Frankly speaking, I don't understand why, for the 16-bit case, there would be any 32-bit transfer at all. Say, if we need to transfer two 16-bit words with respect to both size AND alignment, then it should look like two "move.w (src)+, (dst)+" instructions should it not? The addressing will be done in words, and that's nice. In my perception this is not equal to one "move.l (src)+, (dst)+" instruction as the latter breaks both the size (transferring 32 bits at once) and alignment constraints (crossing the 16 bit boundary).
There are two reasons.
The first is historic: up until very recently (and with the exception of the DKB WildFire, which I believe was capable of 32 bit wide memory access) all Amiga Ethernet hardware was either accessible only through the Zorro II bus, or did not permit 32 bit wide memory access. On the Zorro II bus, a 32 bit wide access will be broken up into two consecutive 16 bit accesses. How this worked out with hardware which could not support 32 bit wide accesses was up to the glue logic on the board.
The second is performance: the ratio of instructions executed vs. the amount of data copied is terrible for "move.w (a0)+,(a1)+", less terrible for "move.l (a0)+,(a0)+" and becomes better if you can leverage "movem.l (a0)+,d1-d7/a2-a6 ; movem.l d1-d7/a2-a6,(a1)+" style copying (better still if you can unroll the copying loop in which movem.l is used).
I stopped counting execution cycles more than 15 years ago, but I believe that performance of even an unrolled "move.w (a0)+,(a1)+" loop will be quite poor.
Roadshow contains a restricted version of the original, optimized copying function, with the restriction being that only 16 and 32 bit copying operations are used. The goal was to provide for better performance than the S2_CopyFromBuff/S2_CopyToBuff callbacks could. Which was done specifically for the "Ariadne".
There is a slow "move.w (a0)+,(a1)+" variant available in Roadshow already. It is enabled by default, but all the example interface configuration files disable it. To switch back to the slow variant, either remove the "copymode=fast" parameter from the respective interface file, or replace it with "copymode=slow".

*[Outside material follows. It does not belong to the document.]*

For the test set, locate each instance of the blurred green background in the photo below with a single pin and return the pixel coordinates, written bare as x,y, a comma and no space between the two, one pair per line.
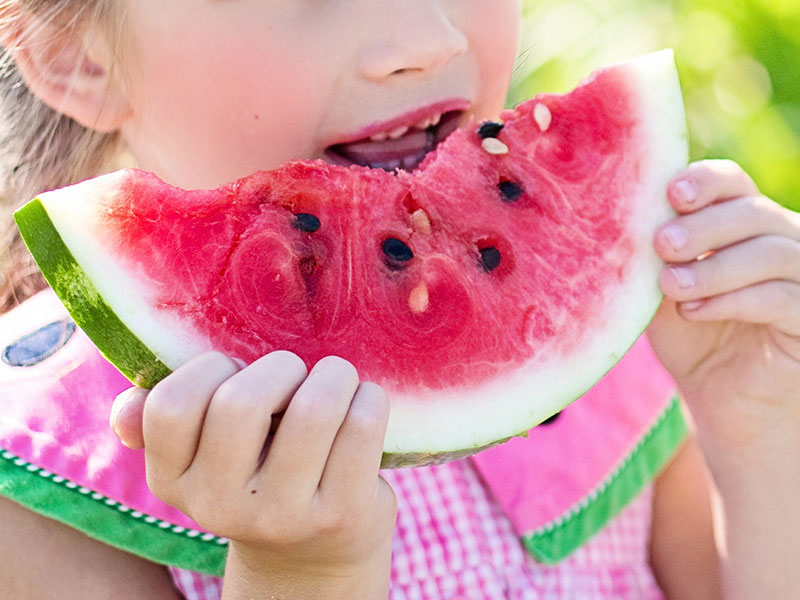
739,62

That's exactly what I am trying to figure out. It is possible to implement the said contiguous buffer on my card, with the restriction that it should only be accessed in 16-bits using even addresses only. If the S2_CopyFromBuff16/S2_CopyToBuff16 hooks would follow that "move.w (src)+, (dst)+" restriction, everything should work smoothly - and that would eliminate the need in any side buffering, saving in memory and performance.
Now, if the S2_CopyFromBuff16/S2_CopyToBuff16 hooks at some point won't follow the granularity convention and decide to switch to transferring 32 bits at once, that would break the whole idea, I think.

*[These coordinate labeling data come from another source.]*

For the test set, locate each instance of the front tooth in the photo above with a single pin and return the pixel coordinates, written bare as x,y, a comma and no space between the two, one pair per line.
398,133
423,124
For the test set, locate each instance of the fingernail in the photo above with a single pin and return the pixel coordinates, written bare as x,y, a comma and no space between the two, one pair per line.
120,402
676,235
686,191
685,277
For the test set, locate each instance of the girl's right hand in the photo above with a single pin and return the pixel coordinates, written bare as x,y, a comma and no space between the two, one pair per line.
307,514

Could be, but then your code needs to be able to handle the regular S2_CopyFromBuff/S2_CopyToBuff callbacks, which are likely going to be much worse in terms of performance. You will always have to be able to provide for a side-buffer, in case S2_CopyFromBuff/S2_CopyToBuff callbacks are invoked and the client offers no alternative callbacks.

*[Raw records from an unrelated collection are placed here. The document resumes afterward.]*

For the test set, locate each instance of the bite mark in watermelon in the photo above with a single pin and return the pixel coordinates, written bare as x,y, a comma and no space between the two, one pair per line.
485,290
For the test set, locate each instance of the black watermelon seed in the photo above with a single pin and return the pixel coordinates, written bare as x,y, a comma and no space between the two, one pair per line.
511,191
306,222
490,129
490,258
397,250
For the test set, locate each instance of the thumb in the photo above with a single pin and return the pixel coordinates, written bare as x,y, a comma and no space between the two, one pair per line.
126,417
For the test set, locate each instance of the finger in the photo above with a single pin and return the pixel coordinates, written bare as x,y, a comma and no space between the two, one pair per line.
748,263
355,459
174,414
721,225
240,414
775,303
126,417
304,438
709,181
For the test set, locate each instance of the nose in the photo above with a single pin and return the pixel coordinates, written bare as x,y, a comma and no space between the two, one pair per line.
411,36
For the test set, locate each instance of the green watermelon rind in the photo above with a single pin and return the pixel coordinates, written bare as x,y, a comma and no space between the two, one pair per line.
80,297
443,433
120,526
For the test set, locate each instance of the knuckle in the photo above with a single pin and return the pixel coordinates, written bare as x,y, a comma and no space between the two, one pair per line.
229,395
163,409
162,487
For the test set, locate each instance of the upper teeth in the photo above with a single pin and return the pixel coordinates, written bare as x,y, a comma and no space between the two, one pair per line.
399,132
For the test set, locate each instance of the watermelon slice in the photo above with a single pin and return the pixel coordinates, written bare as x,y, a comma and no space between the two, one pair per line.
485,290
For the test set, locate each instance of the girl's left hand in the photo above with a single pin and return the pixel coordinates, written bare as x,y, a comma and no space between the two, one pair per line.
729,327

I understand the DMA callbacks idea better now
In fact, I am trying to perform exactly like that, checking if the DMA hook is available, then asking for the pointer etc. It even seems to work, although is slow as hell. Lot to check on my side.
So, back to our 16-bit stuff. Do you think it would be feasible to implement that 'strict' behaviour S2_CopyFromBuff16/S2_CopyToBuff16 in Roadshow?
See above: it's already supported

UPDATE. I'm afraid I have been terribly wrong: the hardware buffer on my side could only be arranged for long-aligned 16-bit access 
If you can make it appear on a 32 bit aligned start address, then testing it with Roadshow's built-in slow 16 bit copy callback might just work out.